An American friend of Bangladesh dies

FOREIGN friend of Bangladesh, author, and staunch opponent of corporal punishment, Prof. Murray A. Straus, has died. He was 89.
Dr. Straus, Emeritus of Sociology and Co-Director, Family Research Laboratory, University of New Hampshire, was an internationally influential sociologist and founder of the field of family violence research. His surveys established that people were far more likely to be assaulted and injured by members of their own family than they were by strangers, fundamentally changing popular and academic perceptions about crime and crime prevention.

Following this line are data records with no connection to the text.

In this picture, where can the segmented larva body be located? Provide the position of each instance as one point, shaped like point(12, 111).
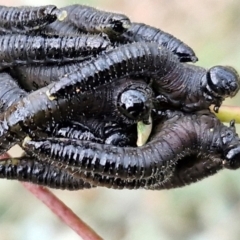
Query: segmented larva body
point(36, 111)
point(10, 92)
point(208, 136)
point(23, 49)
point(25, 19)
point(136, 60)
point(75, 130)
point(91, 20)
point(183, 86)
point(29, 169)
point(61, 28)
point(35, 77)
point(142, 32)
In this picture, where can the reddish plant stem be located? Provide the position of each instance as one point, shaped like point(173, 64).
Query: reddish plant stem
point(63, 212)
point(60, 209)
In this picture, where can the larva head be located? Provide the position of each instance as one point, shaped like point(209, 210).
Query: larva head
point(135, 102)
point(116, 24)
point(185, 53)
point(231, 147)
point(222, 81)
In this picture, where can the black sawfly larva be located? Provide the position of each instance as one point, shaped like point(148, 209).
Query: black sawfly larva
point(142, 32)
point(91, 20)
point(25, 19)
point(23, 49)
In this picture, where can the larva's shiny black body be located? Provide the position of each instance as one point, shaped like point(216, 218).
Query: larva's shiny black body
point(91, 20)
point(26, 19)
point(139, 32)
point(82, 117)
point(22, 49)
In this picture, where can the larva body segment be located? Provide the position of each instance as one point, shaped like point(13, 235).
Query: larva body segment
point(91, 20)
point(23, 49)
point(142, 32)
point(170, 144)
point(61, 28)
point(28, 169)
point(74, 130)
point(34, 77)
point(136, 60)
point(191, 88)
point(36, 112)
point(25, 19)
point(10, 92)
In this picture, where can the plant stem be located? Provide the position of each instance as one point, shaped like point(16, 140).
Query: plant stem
point(228, 113)
point(63, 212)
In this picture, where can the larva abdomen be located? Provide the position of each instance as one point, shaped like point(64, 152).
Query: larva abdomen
point(45, 174)
point(10, 92)
point(34, 77)
point(25, 19)
point(134, 60)
point(91, 20)
point(23, 49)
point(142, 32)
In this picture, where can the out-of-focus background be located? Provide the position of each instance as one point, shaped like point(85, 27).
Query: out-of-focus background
point(207, 210)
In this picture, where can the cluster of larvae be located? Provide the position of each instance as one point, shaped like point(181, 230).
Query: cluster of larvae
point(96, 100)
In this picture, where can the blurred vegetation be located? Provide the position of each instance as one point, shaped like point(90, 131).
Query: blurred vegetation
point(209, 209)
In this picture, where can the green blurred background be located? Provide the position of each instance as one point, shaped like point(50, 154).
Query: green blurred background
point(207, 210)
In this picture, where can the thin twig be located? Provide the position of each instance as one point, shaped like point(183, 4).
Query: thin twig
point(228, 113)
point(63, 212)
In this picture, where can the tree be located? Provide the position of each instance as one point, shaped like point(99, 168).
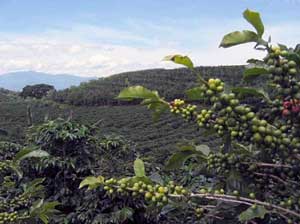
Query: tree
point(256, 168)
point(37, 91)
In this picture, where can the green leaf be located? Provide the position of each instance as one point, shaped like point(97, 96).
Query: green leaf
point(254, 72)
point(250, 213)
point(157, 105)
point(238, 37)
point(249, 91)
point(44, 210)
point(92, 182)
point(29, 153)
point(137, 92)
point(195, 93)
point(293, 56)
point(180, 157)
point(203, 149)
point(139, 168)
point(254, 19)
point(179, 59)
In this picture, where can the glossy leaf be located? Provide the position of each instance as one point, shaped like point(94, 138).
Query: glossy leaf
point(29, 153)
point(249, 91)
point(139, 168)
point(238, 37)
point(250, 213)
point(92, 182)
point(254, 72)
point(179, 59)
point(254, 19)
point(194, 93)
point(203, 149)
point(180, 157)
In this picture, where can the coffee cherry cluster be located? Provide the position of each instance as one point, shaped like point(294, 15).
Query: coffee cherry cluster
point(8, 217)
point(4, 166)
point(212, 89)
point(284, 71)
point(21, 201)
point(272, 136)
point(223, 163)
point(179, 107)
point(291, 107)
point(199, 212)
point(203, 118)
point(153, 193)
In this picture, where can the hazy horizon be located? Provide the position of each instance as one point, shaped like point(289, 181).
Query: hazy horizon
point(102, 39)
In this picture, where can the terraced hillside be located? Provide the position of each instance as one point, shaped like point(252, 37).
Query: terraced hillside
point(132, 121)
point(170, 83)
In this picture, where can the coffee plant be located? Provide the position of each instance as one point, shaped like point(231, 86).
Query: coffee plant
point(21, 201)
point(76, 151)
point(256, 168)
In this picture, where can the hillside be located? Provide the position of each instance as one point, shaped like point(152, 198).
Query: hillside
point(17, 80)
point(170, 83)
point(132, 121)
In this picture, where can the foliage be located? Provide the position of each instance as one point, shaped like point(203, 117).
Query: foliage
point(19, 198)
point(75, 152)
point(37, 91)
point(257, 165)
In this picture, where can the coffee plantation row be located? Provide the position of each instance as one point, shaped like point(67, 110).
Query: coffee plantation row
point(65, 172)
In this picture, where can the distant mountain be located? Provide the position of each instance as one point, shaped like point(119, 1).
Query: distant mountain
point(17, 80)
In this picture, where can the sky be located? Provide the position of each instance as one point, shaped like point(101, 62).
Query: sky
point(105, 37)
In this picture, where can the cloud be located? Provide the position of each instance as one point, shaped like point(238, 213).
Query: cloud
point(101, 51)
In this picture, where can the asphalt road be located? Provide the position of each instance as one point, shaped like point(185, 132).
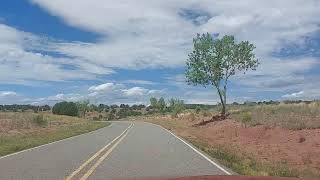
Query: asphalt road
point(121, 150)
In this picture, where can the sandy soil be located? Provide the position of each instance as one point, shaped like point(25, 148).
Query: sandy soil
point(298, 149)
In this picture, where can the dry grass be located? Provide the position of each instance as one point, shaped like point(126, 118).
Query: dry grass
point(290, 116)
point(23, 130)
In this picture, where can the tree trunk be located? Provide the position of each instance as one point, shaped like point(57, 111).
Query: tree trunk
point(223, 110)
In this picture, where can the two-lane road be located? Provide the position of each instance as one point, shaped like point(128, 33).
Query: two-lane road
point(121, 150)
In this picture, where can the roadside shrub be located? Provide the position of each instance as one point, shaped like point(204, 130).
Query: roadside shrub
point(40, 121)
point(65, 108)
point(198, 109)
point(110, 116)
point(177, 106)
point(246, 117)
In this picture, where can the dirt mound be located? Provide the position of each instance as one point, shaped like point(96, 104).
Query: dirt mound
point(298, 149)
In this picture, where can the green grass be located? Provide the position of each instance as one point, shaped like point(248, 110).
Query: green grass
point(14, 143)
point(246, 165)
point(289, 116)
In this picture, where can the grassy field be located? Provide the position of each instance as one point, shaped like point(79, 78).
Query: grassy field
point(289, 116)
point(255, 140)
point(19, 131)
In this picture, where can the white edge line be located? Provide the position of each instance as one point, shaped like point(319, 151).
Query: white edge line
point(197, 151)
point(61, 140)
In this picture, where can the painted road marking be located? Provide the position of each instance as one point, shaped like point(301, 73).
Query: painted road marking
point(91, 170)
point(197, 151)
point(74, 173)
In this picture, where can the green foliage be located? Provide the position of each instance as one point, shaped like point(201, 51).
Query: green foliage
point(161, 105)
point(198, 109)
point(65, 108)
point(123, 113)
point(246, 117)
point(176, 106)
point(153, 102)
point(40, 120)
point(111, 116)
point(212, 62)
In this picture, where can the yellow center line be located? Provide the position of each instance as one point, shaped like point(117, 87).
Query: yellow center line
point(96, 155)
point(91, 170)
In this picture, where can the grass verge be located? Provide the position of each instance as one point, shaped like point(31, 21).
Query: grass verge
point(15, 143)
point(245, 165)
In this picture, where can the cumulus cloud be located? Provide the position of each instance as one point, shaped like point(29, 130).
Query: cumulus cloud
point(293, 95)
point(105, 87)
point(135, 91)
point(158, 34)
point(20, 53)
point(7, 93)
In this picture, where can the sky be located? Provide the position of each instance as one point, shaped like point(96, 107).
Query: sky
point(126, 51)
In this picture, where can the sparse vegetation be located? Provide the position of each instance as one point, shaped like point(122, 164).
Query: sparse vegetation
point(23, 130)
point(246, 165)
point(65, 108)
point(40, 120)
point(176, 106)
point(214, 61)
point(290, 116)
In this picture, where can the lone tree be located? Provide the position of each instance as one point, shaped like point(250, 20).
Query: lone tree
point(212, 62)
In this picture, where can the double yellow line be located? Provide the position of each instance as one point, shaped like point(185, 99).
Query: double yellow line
point(114, 144)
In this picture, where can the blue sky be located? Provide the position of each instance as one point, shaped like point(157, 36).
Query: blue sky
point(126, 52)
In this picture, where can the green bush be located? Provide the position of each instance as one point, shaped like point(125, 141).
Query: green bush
point(198, 109)
point(177, 106)
point(40, 121)
point(65, 108)
point(246, 117)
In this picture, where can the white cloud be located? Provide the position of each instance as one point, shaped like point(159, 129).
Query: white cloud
point(294, 95)
point(136, 81)
point(154, 34)
point(20, 53)
point(104, 87)
point(7, 93)
point(135, 91)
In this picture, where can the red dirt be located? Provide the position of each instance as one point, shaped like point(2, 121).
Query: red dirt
point(295, 148)
point(298, 149)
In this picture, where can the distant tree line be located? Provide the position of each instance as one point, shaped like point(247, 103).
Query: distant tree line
point(24, 107)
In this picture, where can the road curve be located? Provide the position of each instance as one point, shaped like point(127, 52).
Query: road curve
point(121, 150)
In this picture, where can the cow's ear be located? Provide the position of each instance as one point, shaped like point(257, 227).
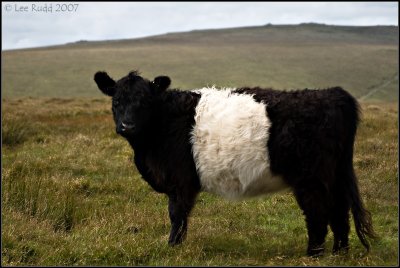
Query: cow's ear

He found that corporal punishment increased the probability of many negative effects that parents worldwide hope would never happen to their children, including: aggression, a weaker bond between parent and child, lower IQ, anti-social behaviour and delinquency, depression, and that punishment in childhood makes kids more prone to serious illness and increases their risk of developing cancer, heart disease, and asthma.
In his top selling book Primordial Violence: Spanking Children, Psychological Development, Violence, and Crime (Routledge, 2013) he emphasized that corporal punishment of children has dire serious consequences.
Prof. Straus was among the first to applaud Bangladesh in 2011, when Justice Md. Imman Ali and Justice Md. Sheikh Hasan Arif outlawed corporal punishment in schools and madrashas and expressed agreement with the honourable justices when they said corporal punishment was  'cruel, inhuman and degrading treatment and a clear violation of a child's fundamental right to life, liberty and freedom'.
He was an energetic and prolific scholar, authoring a total of 15 books and hundreds of scholarly articles. His wife, Dorothy Dunn Straus, his children by a previous marriage, Carol Straus and Dr. John Straus, his stepchildren David Dunn and wife Kathy, Lisa Dunn, Thomas Dunn and wife Linda, and many grandchildren and great-grandchildren survive him.